Acronyms and Abbreviations

Acronyms and abbreviations that appear in this chapter include: AML, acute myeloid leukemia; CML, chronic myeloid leukemia; ET, essential thrombocythemia; JAK2, Janus family of tyrosine kinases type 2; PMF, primary myelofibrosis; PV, polycythemia vera; RARS-t, refractory anemia with ringed sideroblasts and thrombocytosis.

Essential thrombocythemia (ET), one of the myeloproliferative neoplasms, is a clonal hematopoietic stem cell disorder characterized by an isolated thrombocytosis and associated with thrombotic and hemorrhagic complications. First recognized as a specific disease entity in 1934,1 ET shares clinical and pathologic similarities with other myeloproliferative neoplasms, particularly polycythemia vera (PV) and primary myelofibrosis (PMF).
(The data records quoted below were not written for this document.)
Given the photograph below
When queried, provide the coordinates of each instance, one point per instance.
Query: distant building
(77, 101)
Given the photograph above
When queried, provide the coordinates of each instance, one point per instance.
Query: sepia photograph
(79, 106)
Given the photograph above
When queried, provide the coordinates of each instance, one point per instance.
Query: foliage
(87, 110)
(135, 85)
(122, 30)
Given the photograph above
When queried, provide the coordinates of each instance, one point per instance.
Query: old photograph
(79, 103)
The annual incidence of ET is in the order of 1 to 2.5 per 100,000 population and appears slightly more common in females.2,3 Patients may present at any age, although ET is largely a disorder of later life with a peak incidence between the ages of 50 and 70 years. Presentation in childhood is rare but well recognized.
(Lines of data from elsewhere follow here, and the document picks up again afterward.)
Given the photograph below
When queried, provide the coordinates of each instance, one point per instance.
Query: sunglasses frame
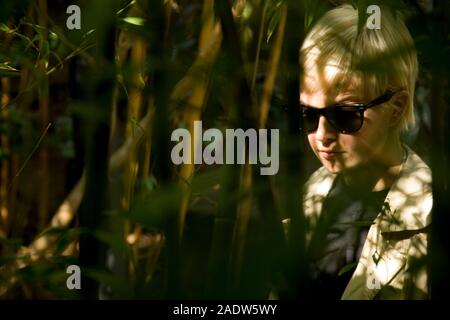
(358, 107)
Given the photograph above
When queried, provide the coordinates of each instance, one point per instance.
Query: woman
(368, 206)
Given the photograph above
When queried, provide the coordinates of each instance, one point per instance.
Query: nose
(325, 132)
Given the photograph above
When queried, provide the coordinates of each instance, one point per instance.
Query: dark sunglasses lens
(346, 119)
(310, 119)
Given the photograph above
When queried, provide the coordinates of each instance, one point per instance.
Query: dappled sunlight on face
(340, 152)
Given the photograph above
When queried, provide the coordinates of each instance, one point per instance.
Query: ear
(399, 103)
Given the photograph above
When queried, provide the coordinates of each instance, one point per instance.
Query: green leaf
(137, 21)
(8, 71)
(4, 27)
(347, 268)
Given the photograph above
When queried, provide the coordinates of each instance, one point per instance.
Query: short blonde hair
(336, 55)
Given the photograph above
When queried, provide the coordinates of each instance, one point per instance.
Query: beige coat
(389, 266)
Little is known about the precise etiology of this disorder, although environmental factors such as exposure to radiation have been implicated in the genesis of other myeloproliferative neoplasms.4 Both registry data and kindred studies suggest a familial tendency to develop myeloproliferative neoplasms, including ET.5–7 This predisposition appears to be explained in part by inheritance of a specific haplotype that contains the JAK2 gene.8–10

Although shown to be a clonal disorder in 1981,11 little was known about the molecular pathogenesis of ET until 2005, when an acquired mutation in the JAK2 gene (JAK2 V617F) was identified in approximately 50 percent of patients with ET or PMF and the majority of those with PV.12–15 JAK2, one of the JAK family of cytoplasmic tyrosine kinases, is essential for signaling by the erythropoietin and thrombopoietin receptors,16,17 and also contributes to signaling by the granulocyte colony-stimulating factor, granulocyte-macrophage colony-stimulating factor,18 and interferon- receptors.19 Studies of the erythropoietin receptor have demonstrated that erythropoietin binding leads to a conformation change in the JAK2-receptor complex,20 with consequent activation of JAK2 kinase activity and recruitment of downstream signaling pathways.16 The JAK2 V617F mutation alters ...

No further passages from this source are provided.